In many organizations, physical security and information security are managed by two separate departments. The recognition of the interdependence of these business functions and processes has led to the development of a more holistic approach to security management.
Authorized access to company information is of particular importance to both teams and their unity in ensuring this is crucial.
In the second part of 2010, a convergence representative was appointed with the primary objective of promoting relations between ASIS, ISACA, and the Information Systems Security Association (ISSA) in Europe. After some months of activity that focused on the state-of-the-art of convergence in Europe, the European Advisory Council decided to further develop this initiative.
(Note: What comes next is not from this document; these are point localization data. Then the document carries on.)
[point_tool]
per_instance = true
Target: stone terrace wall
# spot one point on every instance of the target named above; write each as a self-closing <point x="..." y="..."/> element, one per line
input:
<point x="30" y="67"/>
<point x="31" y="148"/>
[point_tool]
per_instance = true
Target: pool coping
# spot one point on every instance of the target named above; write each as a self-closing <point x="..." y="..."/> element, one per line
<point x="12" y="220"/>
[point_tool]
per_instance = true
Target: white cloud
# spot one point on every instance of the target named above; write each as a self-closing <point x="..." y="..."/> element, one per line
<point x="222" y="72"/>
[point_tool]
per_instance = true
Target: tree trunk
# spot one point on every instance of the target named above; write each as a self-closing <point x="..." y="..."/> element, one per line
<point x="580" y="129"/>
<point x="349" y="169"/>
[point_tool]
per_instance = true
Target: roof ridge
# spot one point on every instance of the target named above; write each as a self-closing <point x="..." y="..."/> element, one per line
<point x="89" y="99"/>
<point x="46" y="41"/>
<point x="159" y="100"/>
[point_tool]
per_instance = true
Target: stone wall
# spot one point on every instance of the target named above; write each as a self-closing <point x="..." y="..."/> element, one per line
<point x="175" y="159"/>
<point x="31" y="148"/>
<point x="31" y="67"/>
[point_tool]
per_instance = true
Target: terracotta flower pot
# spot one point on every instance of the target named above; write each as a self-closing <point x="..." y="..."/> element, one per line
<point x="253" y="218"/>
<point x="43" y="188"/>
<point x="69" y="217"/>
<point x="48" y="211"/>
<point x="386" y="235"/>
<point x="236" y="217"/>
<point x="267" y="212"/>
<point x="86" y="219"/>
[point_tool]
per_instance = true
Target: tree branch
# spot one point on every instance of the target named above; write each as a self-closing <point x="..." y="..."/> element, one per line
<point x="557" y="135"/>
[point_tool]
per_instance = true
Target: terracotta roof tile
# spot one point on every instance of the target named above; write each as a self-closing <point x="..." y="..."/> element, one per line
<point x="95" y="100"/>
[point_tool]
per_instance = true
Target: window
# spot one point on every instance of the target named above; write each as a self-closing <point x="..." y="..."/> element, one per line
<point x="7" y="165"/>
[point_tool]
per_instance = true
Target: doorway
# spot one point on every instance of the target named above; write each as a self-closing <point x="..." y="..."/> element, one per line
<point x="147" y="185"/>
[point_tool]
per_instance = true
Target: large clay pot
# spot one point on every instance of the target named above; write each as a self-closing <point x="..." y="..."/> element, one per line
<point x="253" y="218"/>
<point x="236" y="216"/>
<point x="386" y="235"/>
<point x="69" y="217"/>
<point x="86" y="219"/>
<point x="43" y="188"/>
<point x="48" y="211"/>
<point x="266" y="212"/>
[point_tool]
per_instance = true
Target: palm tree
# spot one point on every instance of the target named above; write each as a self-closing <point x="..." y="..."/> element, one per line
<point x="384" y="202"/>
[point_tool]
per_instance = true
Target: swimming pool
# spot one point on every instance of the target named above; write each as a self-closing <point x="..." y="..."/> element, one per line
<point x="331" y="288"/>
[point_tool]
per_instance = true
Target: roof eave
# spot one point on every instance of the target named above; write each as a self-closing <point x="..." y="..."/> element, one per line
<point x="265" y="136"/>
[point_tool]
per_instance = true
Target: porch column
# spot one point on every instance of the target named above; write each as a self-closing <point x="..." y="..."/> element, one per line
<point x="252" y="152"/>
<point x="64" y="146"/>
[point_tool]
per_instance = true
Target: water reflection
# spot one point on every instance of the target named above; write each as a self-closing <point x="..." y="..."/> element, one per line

The decision was taken by this body to set up a dedicated subcommittee, bringing together some of the most experienced practitioners in this area. This was proposed in November 2010 with the intent of having a fully-operational subcommittee by early 2011. The members’ selection process took time to identify volunteers to work together within the subcommittee.
The role of chair was given to Alessandro Lega, CPP, one of this article’s authors, who is a member of the ASIS Italy Chapter. Lega was the convergence representative in 2010. Conscious of the fact that the United Kingdom has taken the lead in working on convergence in Europe, Lega decided to analyze the model used to build and maintain relationships between the three founder associations—ASIS, ISSA, and ISACA—that formed the Alliance for Enterprise Security Risk Management in 2004.
Meetings with relevant members of the ASIS United Kingdom Chapter, and ISACA and ISSA’s U.K. chapters have helped avoid reinventing the wheel in setting up operations for the initiative in Europe.
The European Convergence Subcommittee was officially put in place on February 1, with the involvement of eight members from five different European countries. (Other members are expected to join the subcommittee in the future.) All are ASIS members with years of experience in security convergence.
They are: Lega from Italy; coauthor James Willison of the United Kingdom, who is serving as the subcommittee’s vice chair; Paolo Campobasso, group chief security officer of UniCredit Group, from Italy; Richard Knowlton, group director of corporate security, Vodafone Group Services Ltd., from the United Kingdom; Sylvan Ravi net, CPP, PSP, of France, associate director of the Gambade Group; Christoph Teuber of Switzerland, executive director, head of physical security and safety, UBS AG; Martin Smith of the United Kingdom, chairman and founder The Security Company (International) Limited; and Rene Bouter of the Netherlands, senior consultant for Atos Origin.
One of the first issues that the Convergence Subcommittee will address is the selection of an education center in Europe to become an Academy of Excellence for Security Convergence. The current members of the subcommittee will select a location for what is hoped will become the best-in-class for security convergence education and training.
Other objectives are in the pipeline for 2011. One of the key issues is to develop relationships with other associations and with other ASIS working groups. Every effort will be made to share experiences and best practices. The area of standards is an excellent example of the progress already being made.
To conclude, after some years of limited attention to security convergence, with some relevant achievements mainly in the United Kingdom, ASIS in Europe intends to promote the clear benefits of convergence. The issue and the work of the subcommittee will be addressed during one of the presentations on April 5 during the Annual ASIS European Conference in Vienna.
Alessandro Lega, CPP, is chair of the ASIS European Convergence Subcommittee. James Willison is the committee’s vice chair.